In other words, ASSUMING that it works for n, show that it works for n+1. If you can do that, then you can state that by mathematical induction, it works for all n.

sierra.arreis said:
The equation is: [i(i+1)=n(n+1)(n+2)/3] whereas i=1
So you mean
$$\sum_{i= 1}^n i(i+1)= n(n+1)(n+2)/3$$

so the beginning process would be 2+6+12+20...+n(n+1)=n(n+1)(n+2)/3

after the equation is proven for n=1 [(1(1+1)=1(1+1)(1+2)/3] then we must prove for n=n+1
Well, not "n= n+1", that's meaning less. You mean to prove that if it is true for a given n, it is true for n+1.

thats where i begin to stop understanding.
So...
2+6+12+20...+n(n+1)+n+1(n+1+1)??= n(n+1)(n+2)/3+n+1??

if my nonsense is correct then we are attempting to prove that n(n+1)(n+2)/3+n+1=(n+1)(n+2)

...help
$$\sum_{i=1}^{n+1} i(i+1)= \sum_{i=1}^n i(i+1)+ (n+1)(n+1+1)= n(n+1)(n+2)/3+ (n+1)(n+2)$$
and you want to prove that is equal to (n+1)(n+2)(n+3)/3, the basic formula n(n+1)(n+2)/3 with "n" replaced by "n+1".

I would recommend that the first thing you do is factor (n+1) and (n+2) out of n(n+1)(n+2)/3+ (n+1)(n+2).

## What is mathematical induction?

Mathematical induction is a method used to prove that a statement or property holds for all natural numbers. It involves proving a base case and then using the fact that the statement holds for a particular number to show that it also holds for the next number.

## How does mathematical induction work?

Mathematical induction works by proving a statement for a base case, typically when the input is 0 or 1. Then, we assume that the statement holds for a particular natural number n, and use this assumption to show that it also holds for the next number n+1. This process is repeated until we can show that the statement holds for all natural numbers.

## What is the difference between strong and weak induction?

Strong induction is a variation of mathematical induction where instead of just assuming that the statement holds for a particular natural number, we assume that it holds for all natural numbers up to that number.
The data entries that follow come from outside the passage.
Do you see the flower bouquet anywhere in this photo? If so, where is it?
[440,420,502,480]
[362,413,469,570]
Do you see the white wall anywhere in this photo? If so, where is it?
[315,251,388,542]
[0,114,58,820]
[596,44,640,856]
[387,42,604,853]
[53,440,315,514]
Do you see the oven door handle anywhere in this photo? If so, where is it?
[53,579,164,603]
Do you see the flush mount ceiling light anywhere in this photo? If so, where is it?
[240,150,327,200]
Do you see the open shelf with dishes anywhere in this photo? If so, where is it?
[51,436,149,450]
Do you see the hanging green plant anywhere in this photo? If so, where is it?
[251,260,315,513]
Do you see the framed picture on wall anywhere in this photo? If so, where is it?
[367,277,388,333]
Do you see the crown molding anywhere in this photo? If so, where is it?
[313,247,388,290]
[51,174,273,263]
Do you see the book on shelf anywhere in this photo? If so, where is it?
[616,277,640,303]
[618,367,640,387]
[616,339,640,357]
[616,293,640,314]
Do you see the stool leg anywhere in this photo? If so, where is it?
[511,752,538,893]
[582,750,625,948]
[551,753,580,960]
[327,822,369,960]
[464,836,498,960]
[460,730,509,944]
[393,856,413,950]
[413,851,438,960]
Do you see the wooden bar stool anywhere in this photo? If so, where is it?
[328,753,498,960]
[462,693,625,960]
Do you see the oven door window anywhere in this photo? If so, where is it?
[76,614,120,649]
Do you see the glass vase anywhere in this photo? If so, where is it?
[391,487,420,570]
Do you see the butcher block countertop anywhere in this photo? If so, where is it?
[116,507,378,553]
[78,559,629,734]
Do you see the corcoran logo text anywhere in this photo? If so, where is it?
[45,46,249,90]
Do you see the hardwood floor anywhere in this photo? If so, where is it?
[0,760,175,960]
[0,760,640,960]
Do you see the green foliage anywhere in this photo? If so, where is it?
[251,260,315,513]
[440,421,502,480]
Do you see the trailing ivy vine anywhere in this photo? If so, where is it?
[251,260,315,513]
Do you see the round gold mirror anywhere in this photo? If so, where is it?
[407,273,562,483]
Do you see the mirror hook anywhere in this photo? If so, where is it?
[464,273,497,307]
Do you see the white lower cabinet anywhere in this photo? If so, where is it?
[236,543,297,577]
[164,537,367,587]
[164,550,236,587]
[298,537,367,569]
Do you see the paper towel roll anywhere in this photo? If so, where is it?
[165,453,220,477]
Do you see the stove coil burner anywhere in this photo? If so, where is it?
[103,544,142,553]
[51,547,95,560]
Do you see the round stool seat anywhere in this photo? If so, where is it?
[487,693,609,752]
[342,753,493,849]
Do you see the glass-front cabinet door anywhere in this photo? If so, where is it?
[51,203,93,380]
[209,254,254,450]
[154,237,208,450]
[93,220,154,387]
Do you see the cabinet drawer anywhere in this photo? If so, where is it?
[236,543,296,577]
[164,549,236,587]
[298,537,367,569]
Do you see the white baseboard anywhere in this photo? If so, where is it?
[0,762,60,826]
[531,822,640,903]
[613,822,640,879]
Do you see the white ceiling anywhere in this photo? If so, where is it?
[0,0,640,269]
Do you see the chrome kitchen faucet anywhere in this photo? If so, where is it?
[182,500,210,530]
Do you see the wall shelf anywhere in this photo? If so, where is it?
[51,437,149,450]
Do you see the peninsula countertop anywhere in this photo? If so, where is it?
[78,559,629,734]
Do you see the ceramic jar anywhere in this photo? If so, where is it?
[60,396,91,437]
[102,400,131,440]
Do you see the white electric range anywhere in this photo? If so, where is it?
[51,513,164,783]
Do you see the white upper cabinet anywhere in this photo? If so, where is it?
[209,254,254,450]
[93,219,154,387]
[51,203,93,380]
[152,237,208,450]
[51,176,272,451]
This allows us to make a stronger inductive step and can be useful for proving more complex statements. Weak induction, on the other hand, only assumes that the statement holds for a particular number and the next number, without making any assumptions about all numbers in between.

## What are some common mistakes when using mathematical induction?

Some common mistakes when using mathematical induction include not proving the base case, using the wrong inductive hypothesis, and incorrectly applying the inductive step. It is important to carefully follow the steps of mathematical induction and double check all assumptions and conclusions to avoid these mistakes.

## What types of statements can be proved using mathematical induction?

Mathematical induction is commonly used to prove statements about natural numbers, such as number patterns, divisibility, and algebraic equations. It can also be used to prove statements about other mathematical concepts, such as graphs, sets, and functions, as long as they can be translated into statements about natural numbers.